De fait, Jünger et Schmitt critiquent alors tous deux, d'une manière acérée, la démocratie moderne. L'État de droit, le parlementarisme, le libéralisme, la citoyenneté sont des concepts que rejettent autant Schmitt que Jünger : ils sont sur la même longueur d'onde. Sur le plan religieux, Jünger est protestant (et l'héritier d'une pensée allemande qui va de Luther à Nietzsche) mais il se convertira en 1996, deux ans avant sa mort, au catholicisme ― conversion pleinement consciente mais dont le sens est aujourd'hui discuté : Julien Hervier estime, sur la foi des confidences de la dernière épouse de Jünger, qu'elle fut d'essence surtout sociale dans la mesure où Jünger vieillissait au sein d'un environnement catholique; le prêtre qui accompagna Jünger à ce moment considérait au contraire qu'elle était le fruit d'un cheminement long et pleinement réfléchi ― tandis que Carl Schmitt est catholique du début à la fin. La critique du judaïsme par Schmitt ― son origine est d'abord la gnose catholique de Marcion mais elle se nourrit de sources parfois plus inattendues, par exemple sa lecture de Benjamin Disraeli dont il aurait (note 336, page 429) accroché le portrait à la place de celui de Bismark pendant qu'il rédigeait Terre et mer ― et son adhésion au nazisme, effective de 1933 à 1936, sont les deux grands points de divergence avec Jünger qui méprise d'une part le racisme (il récuse la récupération nazie de Nietzsche et n'apprécie ainsi pas du tout les études d'Alfred Baumler sur Nietzsche) et qui méprise régulièrement la politique et ses appareils, ne serait-ce qu'au sens technique moderne, notamment électoral, du terme.
Pourtant, une curieuse symétrie de parcours leur permet assez aisément de se rejoindre par-delà ce qui aurait pu les brouiller : Jünger l'individualiste n'a cessé de servir l'État allemand en tant que soldat, ce qui le rend fondamentalement sympathique à Schmitt pour qui l'État est la continuation de la théologie sur Terre par d'autres moyens (dans la perspective qui est la sienne, à savoir celle d'une ample philosophie politique catholique de l'histoire prenant en compte l'évolution mondiale depuis saint Augustin et Bossuet jusqu'à Bismark puis Hitler et sa chute accomplissant alors une division entre Est et Ouest).
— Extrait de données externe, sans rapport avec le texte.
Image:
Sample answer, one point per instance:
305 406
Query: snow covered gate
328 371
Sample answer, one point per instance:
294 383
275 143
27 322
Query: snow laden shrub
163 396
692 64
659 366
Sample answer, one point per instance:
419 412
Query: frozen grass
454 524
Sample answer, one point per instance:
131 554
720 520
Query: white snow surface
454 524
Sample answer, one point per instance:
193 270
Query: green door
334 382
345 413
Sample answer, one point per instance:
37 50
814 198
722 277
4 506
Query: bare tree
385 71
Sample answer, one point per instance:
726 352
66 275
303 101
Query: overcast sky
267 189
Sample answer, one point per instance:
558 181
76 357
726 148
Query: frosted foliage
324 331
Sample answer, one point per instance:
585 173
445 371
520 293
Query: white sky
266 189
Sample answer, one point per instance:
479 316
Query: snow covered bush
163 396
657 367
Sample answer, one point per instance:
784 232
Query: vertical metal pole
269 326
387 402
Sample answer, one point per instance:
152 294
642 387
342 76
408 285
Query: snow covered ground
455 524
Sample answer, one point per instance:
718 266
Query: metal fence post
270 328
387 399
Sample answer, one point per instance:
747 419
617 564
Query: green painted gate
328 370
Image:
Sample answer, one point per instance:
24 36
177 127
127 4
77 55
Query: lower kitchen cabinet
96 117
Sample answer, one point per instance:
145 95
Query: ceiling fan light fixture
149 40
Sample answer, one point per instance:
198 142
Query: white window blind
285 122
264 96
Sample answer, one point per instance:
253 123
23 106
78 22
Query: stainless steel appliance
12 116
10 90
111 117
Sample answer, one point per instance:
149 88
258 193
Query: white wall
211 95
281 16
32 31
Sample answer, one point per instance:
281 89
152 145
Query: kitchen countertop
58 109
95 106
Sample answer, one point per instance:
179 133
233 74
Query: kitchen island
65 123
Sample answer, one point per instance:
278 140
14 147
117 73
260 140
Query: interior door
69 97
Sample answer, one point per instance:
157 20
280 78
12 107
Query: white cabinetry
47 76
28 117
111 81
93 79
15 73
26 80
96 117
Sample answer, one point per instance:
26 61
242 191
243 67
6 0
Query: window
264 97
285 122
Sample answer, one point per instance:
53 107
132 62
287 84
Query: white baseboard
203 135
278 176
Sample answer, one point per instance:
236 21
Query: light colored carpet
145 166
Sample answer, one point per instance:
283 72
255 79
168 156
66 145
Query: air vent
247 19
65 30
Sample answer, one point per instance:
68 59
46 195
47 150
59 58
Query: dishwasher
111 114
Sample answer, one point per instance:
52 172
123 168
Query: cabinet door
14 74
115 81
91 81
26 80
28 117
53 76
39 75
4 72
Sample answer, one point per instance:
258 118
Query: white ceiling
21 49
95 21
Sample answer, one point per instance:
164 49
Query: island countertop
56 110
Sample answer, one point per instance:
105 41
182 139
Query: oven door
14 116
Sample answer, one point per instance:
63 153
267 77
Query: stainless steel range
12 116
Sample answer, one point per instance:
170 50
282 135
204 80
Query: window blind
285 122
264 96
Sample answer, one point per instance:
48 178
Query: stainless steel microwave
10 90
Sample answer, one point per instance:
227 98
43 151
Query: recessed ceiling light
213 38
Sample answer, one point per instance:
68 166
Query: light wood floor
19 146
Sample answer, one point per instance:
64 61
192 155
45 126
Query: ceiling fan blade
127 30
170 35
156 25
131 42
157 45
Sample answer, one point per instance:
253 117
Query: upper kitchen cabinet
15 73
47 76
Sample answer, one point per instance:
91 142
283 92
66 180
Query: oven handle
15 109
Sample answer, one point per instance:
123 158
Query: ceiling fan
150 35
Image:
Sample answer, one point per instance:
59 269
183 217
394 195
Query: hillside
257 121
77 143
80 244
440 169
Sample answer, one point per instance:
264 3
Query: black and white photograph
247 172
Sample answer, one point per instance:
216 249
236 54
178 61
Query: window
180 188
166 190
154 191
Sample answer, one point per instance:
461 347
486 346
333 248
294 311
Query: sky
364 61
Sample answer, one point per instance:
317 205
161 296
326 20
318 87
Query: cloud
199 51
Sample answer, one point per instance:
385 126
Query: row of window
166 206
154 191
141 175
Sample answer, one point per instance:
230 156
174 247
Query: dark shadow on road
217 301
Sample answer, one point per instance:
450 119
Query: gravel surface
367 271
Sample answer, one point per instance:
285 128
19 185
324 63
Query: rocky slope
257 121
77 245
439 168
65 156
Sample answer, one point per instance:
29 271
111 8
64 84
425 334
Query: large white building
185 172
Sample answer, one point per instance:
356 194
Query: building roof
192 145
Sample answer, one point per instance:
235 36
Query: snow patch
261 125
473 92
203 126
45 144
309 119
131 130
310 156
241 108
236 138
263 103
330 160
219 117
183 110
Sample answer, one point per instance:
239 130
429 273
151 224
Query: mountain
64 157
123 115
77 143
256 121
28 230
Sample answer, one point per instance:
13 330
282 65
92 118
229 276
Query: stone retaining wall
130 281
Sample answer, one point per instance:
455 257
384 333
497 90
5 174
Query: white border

De son côté, Jünger estime constamment que Carl Schmitt est l'un des rares à poser correctement les problèmes, en dépit des fautes qu'il a pu commettre et contre lesquelles il l'avait parfois discrètement mis en garde :
«Il {Schmitt} m'écrit [à propos de son livre Terre et mer, paru en 1942 en Allemagne] sur le nihilisme, auquel il assigne, dans la traversée des quatre éléments, le feu. Se faire incinérer dans des crématoires serait une manie nihiliste. De la cendre renaît l'oiseau phénix, c'est-à-dire un signe d'air. Il compte bien parmi les rares personnes qui tentent d'évaluer le processus selon des critères qui ne soient pas tout à fait aberrants, comme le sont les catégories nationales, sociales, économiques. La cécité croît avec les Lumières; l'homme se meut dans un labyrinthe de clarté. Il a cessé de connaître la puissance de l'obscur.» (Jünger, Notes du Caucase, le 23 décembre 1942, cité par la note 364, page 434).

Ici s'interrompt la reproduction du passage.